Your annual review is coming up and you’re not sure how you should answer that “where do you want to be in five years?” question.

Or you’re smart and dedicated, but you see peers who are less conscientious with less competence getting better assignments or positions.

Or your company is going through a reorganization, and you don’t want to get lost in the shuffle.

Where do you turn for advice? For a growing number of people, the answer is to seek guidance from a professional called a career coach.

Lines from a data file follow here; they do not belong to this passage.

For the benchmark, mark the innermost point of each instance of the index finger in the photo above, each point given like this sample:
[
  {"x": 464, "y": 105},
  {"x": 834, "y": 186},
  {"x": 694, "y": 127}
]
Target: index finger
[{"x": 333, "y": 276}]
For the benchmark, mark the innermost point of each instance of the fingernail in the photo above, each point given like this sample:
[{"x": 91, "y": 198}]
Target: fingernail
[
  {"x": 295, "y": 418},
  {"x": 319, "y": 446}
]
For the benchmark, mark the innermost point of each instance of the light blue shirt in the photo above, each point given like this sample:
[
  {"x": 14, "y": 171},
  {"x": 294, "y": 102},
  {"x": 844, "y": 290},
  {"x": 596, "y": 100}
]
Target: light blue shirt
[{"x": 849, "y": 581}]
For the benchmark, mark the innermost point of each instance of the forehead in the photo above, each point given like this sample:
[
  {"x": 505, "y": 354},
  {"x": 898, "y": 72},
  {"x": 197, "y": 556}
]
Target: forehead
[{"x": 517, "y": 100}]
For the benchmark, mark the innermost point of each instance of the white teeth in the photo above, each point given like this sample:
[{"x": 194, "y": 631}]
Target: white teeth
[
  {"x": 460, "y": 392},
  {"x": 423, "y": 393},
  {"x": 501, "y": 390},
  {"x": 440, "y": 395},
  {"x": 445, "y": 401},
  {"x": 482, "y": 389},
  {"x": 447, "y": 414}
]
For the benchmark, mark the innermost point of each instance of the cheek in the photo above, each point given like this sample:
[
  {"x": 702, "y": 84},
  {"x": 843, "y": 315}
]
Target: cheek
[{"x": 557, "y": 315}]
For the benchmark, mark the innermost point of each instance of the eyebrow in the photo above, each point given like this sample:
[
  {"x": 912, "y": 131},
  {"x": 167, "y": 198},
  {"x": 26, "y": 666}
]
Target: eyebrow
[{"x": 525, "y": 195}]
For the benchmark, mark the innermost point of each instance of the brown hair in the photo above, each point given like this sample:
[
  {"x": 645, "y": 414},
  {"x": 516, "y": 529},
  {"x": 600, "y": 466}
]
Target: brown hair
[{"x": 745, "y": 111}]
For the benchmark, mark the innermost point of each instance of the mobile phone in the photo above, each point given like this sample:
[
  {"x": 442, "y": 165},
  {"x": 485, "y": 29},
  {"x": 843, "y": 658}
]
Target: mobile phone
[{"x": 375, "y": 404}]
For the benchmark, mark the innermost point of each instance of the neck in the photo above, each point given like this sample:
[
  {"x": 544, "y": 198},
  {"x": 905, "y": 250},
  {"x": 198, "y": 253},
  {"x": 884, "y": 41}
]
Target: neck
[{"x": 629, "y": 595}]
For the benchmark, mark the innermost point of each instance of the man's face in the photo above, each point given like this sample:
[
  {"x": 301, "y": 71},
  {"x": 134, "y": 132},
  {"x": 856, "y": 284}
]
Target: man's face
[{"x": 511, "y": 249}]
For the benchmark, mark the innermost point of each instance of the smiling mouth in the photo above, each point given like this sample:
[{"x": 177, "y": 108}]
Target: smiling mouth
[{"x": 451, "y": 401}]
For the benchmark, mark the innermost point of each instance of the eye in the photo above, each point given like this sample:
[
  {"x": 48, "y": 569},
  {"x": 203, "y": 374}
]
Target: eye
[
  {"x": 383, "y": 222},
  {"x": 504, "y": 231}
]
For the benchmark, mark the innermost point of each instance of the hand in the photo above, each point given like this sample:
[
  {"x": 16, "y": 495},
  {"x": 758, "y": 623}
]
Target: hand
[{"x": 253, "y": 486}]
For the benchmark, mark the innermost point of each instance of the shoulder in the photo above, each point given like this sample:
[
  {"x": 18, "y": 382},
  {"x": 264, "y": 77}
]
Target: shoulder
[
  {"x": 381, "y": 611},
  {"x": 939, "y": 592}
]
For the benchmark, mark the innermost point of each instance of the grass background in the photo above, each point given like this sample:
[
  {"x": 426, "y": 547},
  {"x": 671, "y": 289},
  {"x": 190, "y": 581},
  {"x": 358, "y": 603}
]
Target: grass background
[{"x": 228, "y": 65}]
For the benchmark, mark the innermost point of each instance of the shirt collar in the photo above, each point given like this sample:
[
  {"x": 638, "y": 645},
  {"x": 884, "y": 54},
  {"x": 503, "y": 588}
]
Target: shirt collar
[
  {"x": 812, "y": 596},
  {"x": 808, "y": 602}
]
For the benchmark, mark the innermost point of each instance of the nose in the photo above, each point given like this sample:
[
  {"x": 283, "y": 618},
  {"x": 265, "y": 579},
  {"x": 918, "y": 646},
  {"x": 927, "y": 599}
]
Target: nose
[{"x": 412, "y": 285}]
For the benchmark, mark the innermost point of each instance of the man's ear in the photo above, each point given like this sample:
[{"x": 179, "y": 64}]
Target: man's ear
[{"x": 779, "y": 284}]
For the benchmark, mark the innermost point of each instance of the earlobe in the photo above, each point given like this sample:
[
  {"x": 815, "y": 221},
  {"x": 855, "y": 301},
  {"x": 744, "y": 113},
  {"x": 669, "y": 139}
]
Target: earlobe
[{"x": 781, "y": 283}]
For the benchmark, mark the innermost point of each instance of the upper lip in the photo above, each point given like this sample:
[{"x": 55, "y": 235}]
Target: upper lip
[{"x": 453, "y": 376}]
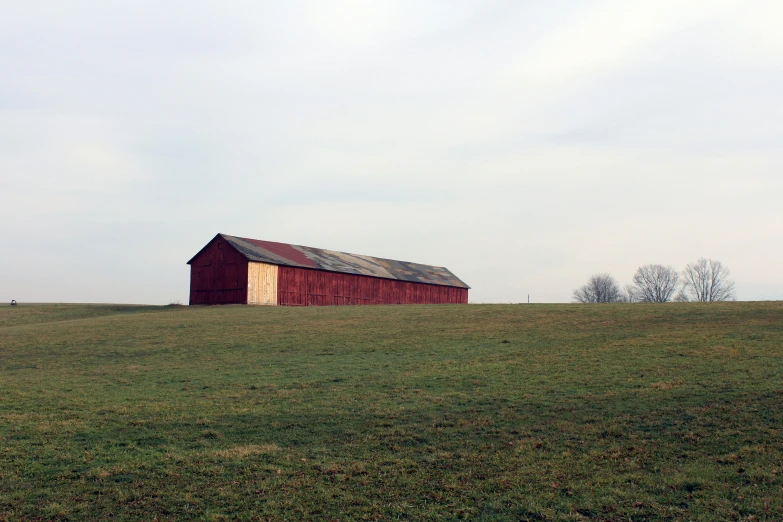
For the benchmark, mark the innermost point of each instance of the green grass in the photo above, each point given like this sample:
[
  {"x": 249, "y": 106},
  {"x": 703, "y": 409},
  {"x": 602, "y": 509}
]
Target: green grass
[{"x": 488, "y": 412}]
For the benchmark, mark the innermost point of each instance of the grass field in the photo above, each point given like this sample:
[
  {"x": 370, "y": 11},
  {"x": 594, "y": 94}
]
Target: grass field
[{"x": 493, "y": 412}]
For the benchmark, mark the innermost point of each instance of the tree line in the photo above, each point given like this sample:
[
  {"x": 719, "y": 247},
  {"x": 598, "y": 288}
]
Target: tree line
[{"x": 705, "y": 280}]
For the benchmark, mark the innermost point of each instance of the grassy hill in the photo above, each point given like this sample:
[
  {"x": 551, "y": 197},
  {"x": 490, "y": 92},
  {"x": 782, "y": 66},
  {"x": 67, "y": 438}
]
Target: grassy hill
[{"x": 518, "y": 412}]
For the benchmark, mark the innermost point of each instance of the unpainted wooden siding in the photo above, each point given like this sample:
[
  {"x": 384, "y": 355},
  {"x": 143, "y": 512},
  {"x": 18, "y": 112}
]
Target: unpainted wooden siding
[
  {"x": 307, "y": 287},
  {"x": 261, "y": 284},
  {"x": 218, "y": 275}
]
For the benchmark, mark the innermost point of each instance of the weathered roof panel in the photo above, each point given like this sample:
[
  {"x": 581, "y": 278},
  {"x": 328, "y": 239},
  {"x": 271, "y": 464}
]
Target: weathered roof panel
[{"x": 332, "y": 261}]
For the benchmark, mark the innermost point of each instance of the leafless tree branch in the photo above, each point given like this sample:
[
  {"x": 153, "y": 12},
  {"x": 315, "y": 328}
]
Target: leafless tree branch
[
  {"x": 655, "y": 283},
  {"x": 600, "y": 288},
  {"x": 707, "y": 280}
]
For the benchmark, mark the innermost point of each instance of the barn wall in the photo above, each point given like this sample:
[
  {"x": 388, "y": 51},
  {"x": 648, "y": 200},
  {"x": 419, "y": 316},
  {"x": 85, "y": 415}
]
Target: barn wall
[
  {"x": 305, "y": 287},
  {"x": 218, "y": 275},
  {"x": 261, "y": 284}
]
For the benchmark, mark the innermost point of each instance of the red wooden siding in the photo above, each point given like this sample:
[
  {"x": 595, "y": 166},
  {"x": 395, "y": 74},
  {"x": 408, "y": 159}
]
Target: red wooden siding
[
  {"x": 306, "y": 287},
  {"x": 218, "y": 275}
]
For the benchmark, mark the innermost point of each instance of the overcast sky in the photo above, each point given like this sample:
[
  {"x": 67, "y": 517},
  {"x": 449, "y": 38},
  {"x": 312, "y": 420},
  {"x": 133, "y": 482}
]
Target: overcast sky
[{"x": 524, "y": 145}]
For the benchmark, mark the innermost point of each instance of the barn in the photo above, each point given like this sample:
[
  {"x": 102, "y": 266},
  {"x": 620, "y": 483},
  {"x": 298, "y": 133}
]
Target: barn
[{"x": 236, "y": 270}]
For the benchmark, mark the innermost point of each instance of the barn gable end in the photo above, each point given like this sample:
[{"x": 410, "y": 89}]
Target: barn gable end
[{"x": 218, "y": 274}]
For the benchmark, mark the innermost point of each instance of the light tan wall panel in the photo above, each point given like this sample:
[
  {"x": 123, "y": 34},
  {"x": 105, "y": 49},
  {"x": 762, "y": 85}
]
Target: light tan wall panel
[{"x": 261, "y": 284}]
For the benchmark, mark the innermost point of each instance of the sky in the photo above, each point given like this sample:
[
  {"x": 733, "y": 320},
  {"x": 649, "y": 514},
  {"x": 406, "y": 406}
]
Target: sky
[{"x": 524, "y": 145}]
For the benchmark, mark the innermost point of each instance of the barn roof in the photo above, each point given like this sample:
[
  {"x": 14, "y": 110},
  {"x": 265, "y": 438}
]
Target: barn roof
[{"x": 332, "y": 261}]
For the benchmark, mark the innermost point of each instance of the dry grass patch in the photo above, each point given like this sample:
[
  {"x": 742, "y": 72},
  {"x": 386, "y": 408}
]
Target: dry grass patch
[{"x": 241, "y": 452}]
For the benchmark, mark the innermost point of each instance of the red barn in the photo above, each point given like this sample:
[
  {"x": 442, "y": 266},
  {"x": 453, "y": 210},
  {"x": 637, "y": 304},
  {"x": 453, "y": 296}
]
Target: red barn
[{"x": 235, "y": 270}]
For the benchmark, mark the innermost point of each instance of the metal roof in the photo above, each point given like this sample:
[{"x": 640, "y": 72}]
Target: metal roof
[{"x": 332, "y": 261}]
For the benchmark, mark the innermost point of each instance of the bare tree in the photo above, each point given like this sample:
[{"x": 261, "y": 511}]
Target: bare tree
[
  {"x": 600, "y": 288},
  {"x": 630, "y": 294},
  {"x": 707, "y": 280},
  {"x": 655, "y": 283}
]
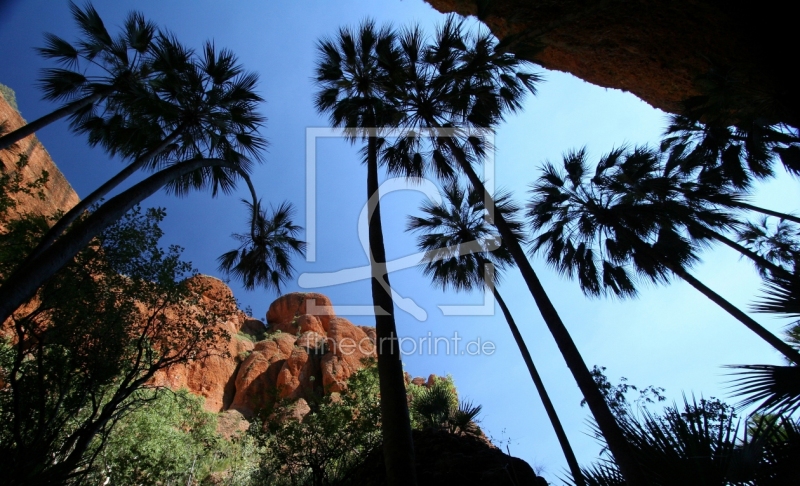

Career coaches fill a void. In the age of rapidly changing technology and global competition, managers are often too busy to provide employees with career advice as did managers of old. And even if their supervisors had the time, many employees would feel uncomfortable confiding in their supervisors in today’s work climate, private counselors say.

Counselors say their clients consider it an investment in their future. “It all comes down to, how much is your career worth to you?” said career counselor Rhonda Dablain LoBrutto, owner of CareerFit in Avon.

LoBrutto had a client who was an abstract, creative thinker, speaking more about ideas and concepts. But that client’s boss was more of a concrete, detail-oriented thinker. They weren’t speaking the same language.

“I encouraged her to provide him with numbers, data, facts” when posing an idea “to try to get on the same communication wavelength as her boss,” LoBrutto said.

(Excerpts from The Hartford Courant, Sunday, August 17, 1997)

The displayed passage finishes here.